Los Cardenales de San Luis aseguran que su bateo oportuno obedece a factores que se ciñen a cumplir sus turnos con una eficacia pasmosa.

El primer año en el que empezó la tabulación de la estadística de corredores en posición de anotar fue 1974. Hasta la pasada temporada, los Tigres de Detroit de 2007 eran los dueños del récord más alto en esa coyuntura, con .311.

Pero Yadier Molina, Matt Holliday, Carlos Beltrán, Matt Carpenter y Allen Craig se encargaron de pulverizarlo durante 2013, con un asombroso rendimiento. Rumbo a su segunda Serie Mundial en tres años, San Luis registró promedio colectivo de .330 con hombres en segunda y tercera base.

Para medir la dimensión del récord, hay que fijarse en que le sacaron 59 puntos porcentuales a los Rockies de Colorado, el segundo mejor equipo en la Liga Nacional en ese renglón. Una brecha sencillamente absurda.

¿Podrán repetir semejante oportunismo en 2014?

"Estadísticamente no es sostenible", advirtió el gerente de los Cardenales John Mozeliak.

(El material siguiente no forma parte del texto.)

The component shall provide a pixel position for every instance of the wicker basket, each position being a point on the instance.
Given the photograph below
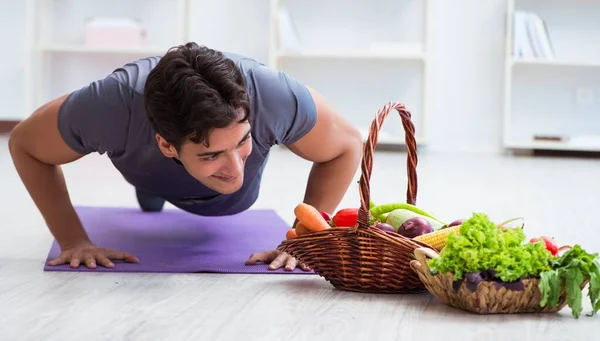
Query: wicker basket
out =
(363, 258)
(488, 297)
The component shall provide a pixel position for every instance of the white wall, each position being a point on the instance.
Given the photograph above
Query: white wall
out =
(467, 71)
(12, 59)
(466, 64)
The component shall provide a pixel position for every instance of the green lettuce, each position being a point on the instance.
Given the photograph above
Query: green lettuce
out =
(481, 245)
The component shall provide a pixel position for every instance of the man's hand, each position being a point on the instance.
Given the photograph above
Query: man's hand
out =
(277, 259)
(90, 255)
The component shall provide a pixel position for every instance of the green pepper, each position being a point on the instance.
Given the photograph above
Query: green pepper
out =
(380, 212)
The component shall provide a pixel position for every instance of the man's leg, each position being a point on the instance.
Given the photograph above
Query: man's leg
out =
(149, 202)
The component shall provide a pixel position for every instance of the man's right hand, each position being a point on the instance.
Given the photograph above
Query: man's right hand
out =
(91, 255)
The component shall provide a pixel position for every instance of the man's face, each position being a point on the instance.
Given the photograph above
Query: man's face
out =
(221, 166)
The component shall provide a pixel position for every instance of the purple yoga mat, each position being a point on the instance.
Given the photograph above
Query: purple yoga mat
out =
(174, 241)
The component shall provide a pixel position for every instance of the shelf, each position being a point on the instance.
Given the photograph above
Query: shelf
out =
(575, 63)
(355, 55)
(109, 50)
(576, 143)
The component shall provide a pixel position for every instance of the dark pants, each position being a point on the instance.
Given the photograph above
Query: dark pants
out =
(149, 202)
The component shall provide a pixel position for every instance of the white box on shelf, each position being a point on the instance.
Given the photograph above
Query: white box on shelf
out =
(114, 33)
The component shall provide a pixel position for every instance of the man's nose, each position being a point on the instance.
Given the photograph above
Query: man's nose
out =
(236, 164)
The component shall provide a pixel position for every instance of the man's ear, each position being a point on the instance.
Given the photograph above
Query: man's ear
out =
(168, 149)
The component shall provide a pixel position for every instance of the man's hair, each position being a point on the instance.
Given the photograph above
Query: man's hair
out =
(191, 91)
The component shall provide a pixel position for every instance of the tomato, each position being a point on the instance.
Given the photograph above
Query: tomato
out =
(346, 217)
(326, 216)
(549, 242)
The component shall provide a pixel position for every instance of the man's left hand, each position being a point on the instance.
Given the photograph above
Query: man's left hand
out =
(277, 259)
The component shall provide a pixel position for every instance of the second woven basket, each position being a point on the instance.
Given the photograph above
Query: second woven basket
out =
(363, 258)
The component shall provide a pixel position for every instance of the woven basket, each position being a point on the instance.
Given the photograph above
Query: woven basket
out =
(363, 258)
(488, 297)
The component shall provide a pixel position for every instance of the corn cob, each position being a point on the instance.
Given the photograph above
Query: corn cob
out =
(437, 239)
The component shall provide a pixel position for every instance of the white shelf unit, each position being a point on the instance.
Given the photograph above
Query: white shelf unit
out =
(360, 55)
(380, 47)
(552, 101)
(61, 62)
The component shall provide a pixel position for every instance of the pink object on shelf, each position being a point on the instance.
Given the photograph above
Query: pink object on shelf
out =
(114, 32)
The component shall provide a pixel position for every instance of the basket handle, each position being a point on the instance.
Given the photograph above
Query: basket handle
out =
(367, 159)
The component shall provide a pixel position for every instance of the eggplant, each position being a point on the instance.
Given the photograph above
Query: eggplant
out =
(415, 227)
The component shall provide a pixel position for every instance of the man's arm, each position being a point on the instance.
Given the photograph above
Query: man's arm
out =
(335, 147)
(38, 150)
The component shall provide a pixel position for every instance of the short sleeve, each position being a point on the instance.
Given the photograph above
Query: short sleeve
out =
(284, 107)
(96, 117)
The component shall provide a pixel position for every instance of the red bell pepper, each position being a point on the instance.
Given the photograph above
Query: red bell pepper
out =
(346, 217)
(549, 242)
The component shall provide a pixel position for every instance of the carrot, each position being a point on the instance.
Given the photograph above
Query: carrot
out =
(301, 229)
(310, 218)
(291, 234)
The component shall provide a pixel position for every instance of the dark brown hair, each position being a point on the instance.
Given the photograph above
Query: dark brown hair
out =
(192, 90)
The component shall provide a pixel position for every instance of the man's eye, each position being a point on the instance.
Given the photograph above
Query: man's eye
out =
(245, 140)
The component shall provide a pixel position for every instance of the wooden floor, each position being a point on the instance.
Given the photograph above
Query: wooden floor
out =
(556, 196)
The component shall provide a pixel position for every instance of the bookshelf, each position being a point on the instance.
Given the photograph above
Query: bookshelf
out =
(552, 75)
(364, 56)
(359, 65)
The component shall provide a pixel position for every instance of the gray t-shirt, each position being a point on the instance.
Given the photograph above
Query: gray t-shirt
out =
(108, 116)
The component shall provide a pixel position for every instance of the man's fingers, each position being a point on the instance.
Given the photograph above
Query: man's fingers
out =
(90, 261)
(75, 262)
(291, 263)
(279, 261)
(265, 256)
(62, 259)
(104, 261)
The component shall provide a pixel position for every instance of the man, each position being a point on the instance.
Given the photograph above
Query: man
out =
(193, 128)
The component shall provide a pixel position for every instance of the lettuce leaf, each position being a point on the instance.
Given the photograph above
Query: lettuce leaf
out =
(481, 245)
(569, 272)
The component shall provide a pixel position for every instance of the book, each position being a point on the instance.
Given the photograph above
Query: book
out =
(531, 38)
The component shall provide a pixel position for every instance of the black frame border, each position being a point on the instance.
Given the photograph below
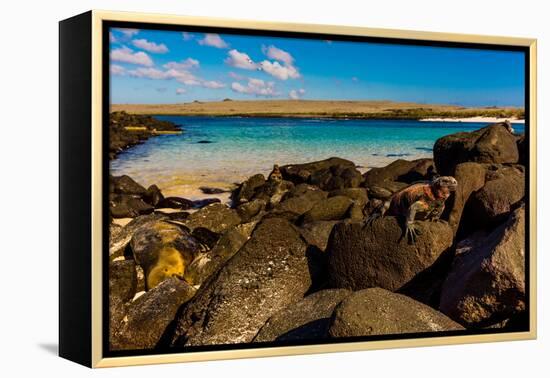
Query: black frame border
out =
(106, 25)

Recientemente, Holliday procuró explicar con términos sencillos la razón del éxito: "Vas al plato en busca de un buen turno al bate, no apurado con la intención dar un jonrón de tres carreras. Tienes que ser paciente y saber que hay un compañero detrás tuyo que también puede traerlos".

Amansados en seis juegos por el demoledor despliegue de David Ortiz, San Luis sucumbió ante los Medias Rojas de Boston en el Clásico de Otoño.

Comienzan esta campaña como el equipo a vencer en su circuito y lucen más fuertes, pese a que el costo de su nómina tendrá un descenso de alrededor de 15 millones de dólares.